If you google “can billboard companies deny service first amendment”, the very first hit is this one. Heh.
qwerty says
A brief search and most billboard censorship is against gays (even for informative safe sex billboards) and a lawsuit in Arizona for prohibiting billboards that advocate the freedom to bear arms (why isn’t this surprising). Even NYC nixed an anti-abortion ad sponsored (no surprise) by a pro-life Texas group.
Anyhow, Robinson, as PZ is trying to pointout, is an idiot who thinks atheism on a billboard is just as bad as teenagers having sex on a billboard. A doofus thought.
After watching the clip, I watched another Robinson clip on how our I-35 freeway is going to be god’s freeway in middle America. More idiocy. Of course, Pat gets it wrong in that he states I-35 goes to Canada, but it ends in the north at Duluth which is about 100 miles from the border. More stupidty.
jeromehaltom says
@91 You have confirmed what I’ve been saying.

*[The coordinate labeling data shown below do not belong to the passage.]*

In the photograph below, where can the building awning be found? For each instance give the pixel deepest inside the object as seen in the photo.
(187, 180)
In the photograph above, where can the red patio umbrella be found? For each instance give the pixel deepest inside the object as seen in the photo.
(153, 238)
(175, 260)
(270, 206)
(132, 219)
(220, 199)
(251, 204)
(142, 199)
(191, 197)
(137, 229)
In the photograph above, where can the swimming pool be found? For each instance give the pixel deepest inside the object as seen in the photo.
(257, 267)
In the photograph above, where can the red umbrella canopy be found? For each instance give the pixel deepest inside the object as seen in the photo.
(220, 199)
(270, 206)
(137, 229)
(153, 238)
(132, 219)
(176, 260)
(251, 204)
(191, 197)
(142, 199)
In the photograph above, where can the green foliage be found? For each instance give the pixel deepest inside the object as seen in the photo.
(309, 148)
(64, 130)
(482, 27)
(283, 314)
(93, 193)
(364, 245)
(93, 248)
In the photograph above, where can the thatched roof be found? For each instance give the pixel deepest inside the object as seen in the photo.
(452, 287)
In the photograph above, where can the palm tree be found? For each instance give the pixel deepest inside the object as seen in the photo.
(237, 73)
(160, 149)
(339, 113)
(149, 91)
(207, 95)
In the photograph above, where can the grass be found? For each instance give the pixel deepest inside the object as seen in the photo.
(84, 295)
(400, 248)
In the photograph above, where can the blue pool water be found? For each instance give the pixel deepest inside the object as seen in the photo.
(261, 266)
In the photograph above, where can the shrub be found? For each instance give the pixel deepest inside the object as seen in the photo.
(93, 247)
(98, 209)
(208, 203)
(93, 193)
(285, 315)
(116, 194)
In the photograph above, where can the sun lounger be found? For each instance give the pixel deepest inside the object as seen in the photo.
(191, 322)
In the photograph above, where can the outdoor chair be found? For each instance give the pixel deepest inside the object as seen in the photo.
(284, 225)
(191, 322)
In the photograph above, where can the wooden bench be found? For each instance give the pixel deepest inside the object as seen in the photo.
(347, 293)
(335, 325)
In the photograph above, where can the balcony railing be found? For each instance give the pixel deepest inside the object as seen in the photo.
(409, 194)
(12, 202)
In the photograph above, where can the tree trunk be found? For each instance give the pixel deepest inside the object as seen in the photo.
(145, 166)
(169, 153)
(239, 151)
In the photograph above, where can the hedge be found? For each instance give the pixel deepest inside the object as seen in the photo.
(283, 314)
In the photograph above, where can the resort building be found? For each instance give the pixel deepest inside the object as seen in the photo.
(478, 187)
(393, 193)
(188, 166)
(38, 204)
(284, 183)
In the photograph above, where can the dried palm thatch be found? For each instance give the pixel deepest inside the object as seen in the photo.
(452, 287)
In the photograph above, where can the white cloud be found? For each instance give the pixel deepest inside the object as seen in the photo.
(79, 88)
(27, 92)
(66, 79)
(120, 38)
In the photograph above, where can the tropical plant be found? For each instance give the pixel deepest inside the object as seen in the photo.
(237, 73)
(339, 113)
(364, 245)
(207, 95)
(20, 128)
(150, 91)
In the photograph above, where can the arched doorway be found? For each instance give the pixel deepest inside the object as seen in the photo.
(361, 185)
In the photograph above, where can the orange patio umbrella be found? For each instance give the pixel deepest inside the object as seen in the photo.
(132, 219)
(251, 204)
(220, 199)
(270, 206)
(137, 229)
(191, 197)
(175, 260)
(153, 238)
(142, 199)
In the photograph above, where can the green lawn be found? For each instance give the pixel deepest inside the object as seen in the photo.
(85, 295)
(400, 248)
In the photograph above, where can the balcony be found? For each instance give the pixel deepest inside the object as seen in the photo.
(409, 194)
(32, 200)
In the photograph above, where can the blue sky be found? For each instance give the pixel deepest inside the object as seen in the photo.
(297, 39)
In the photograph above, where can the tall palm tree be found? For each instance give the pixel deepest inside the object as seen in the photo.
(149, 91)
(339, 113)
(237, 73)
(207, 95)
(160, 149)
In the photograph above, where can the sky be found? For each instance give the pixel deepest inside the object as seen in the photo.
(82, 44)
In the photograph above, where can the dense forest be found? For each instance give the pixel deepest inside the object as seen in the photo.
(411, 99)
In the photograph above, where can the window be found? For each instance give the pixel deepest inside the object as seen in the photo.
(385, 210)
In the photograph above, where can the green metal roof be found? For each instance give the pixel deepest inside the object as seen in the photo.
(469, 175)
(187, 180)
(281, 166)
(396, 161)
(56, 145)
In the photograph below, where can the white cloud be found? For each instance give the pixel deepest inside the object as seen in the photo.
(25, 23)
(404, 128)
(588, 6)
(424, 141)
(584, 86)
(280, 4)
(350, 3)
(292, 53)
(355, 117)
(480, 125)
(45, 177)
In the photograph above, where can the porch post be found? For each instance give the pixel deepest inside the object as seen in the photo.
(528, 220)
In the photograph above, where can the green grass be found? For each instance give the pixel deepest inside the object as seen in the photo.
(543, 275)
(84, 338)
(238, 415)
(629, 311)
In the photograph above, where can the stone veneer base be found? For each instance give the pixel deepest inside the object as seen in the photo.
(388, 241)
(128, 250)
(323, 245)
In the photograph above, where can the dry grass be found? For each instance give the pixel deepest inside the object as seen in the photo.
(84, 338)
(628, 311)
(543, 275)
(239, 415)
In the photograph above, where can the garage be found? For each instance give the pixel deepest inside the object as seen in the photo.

@92 I agree. We never got into defining a public accommodation, since everybody was arguing over the other half of the law. =/
Nerd of Redhead, Dances OM Trolls says
They Pharyngula party line, Pullet Patrol™ style.
berylmaclachlan says
Since I have the right bit of the U.S. Code up on my computer, it may be worth explaining why people think that protections are a lot broader than they are. First, the code has specific protections for all the protected classes against discrimination in employment and housing. Also, § 1981 prohibits all discrimination in the making of contracts, but that applies only to racial discrimination. So you can’t refuse to make a deal with someone because of race, but other forms of discrimination may be ok.
frankb says
Per comment #92. The narrower definition of “public accommodation” makes sense. I stand corrected.
jeromehaltom says
The whole public accommodation thing is why I’m curious where the CFI/Dawkins lawsuit will go. They’re alleging that the country club discriminated against hosting Dawkins because he was an atheist. If in fact they are a “public accommodation”, then it’s a pretty clear violation. But if they’re not, then it’s not.
And I’ve not been able to find any similar cases that apply the Civil Rights Act to like establishments.
frankb says
When Pat urges private businesses to squelch offensive messages, he is forgetting that it cuts both ways. Righteous Lifers are hollering about private businesses removing their
Godlyoffensive messages. It’s nice that Pat is pointing out that they have a right to do that.robster says
Would the ol’ Pat object to some truthful billboards that show his priestly offenders chasing after 12 year olds for a bit of nookie? They could put a big red cross over the offending bits while selling the truth that those in dog collars are collective crooks and in no way should be allowed within a metre of children, even the over 12’s.
berylmaclachlan says
Any links for the specific facts of Richard Dawkins/CFA? (A complaint or something?) From what I remember, that could be straight breach-of-contract matter. Even if the contract gave the country club a lot of leeway to to pull out of the contract, its reason for pulling out might make some difference. Depending on, well, lots of things, it might well matter whether it acted reasonably and/or in good faith.
I should probably return to my regularly scheduled business, but I’d be curious to take a look.
jeromehaltom says
@102 http://www.docstoc.com/docs/119826561/CFI-v-Golf-Course-Services-Complaint-04-27-2012-Dawkins-Wyndgate-Lawsuit
That’s the filed complaint.
shuckstuck says
I’ve decided I’m going to have one and only ever one response to asinine crap like this kind of mark-missing…… ARSE!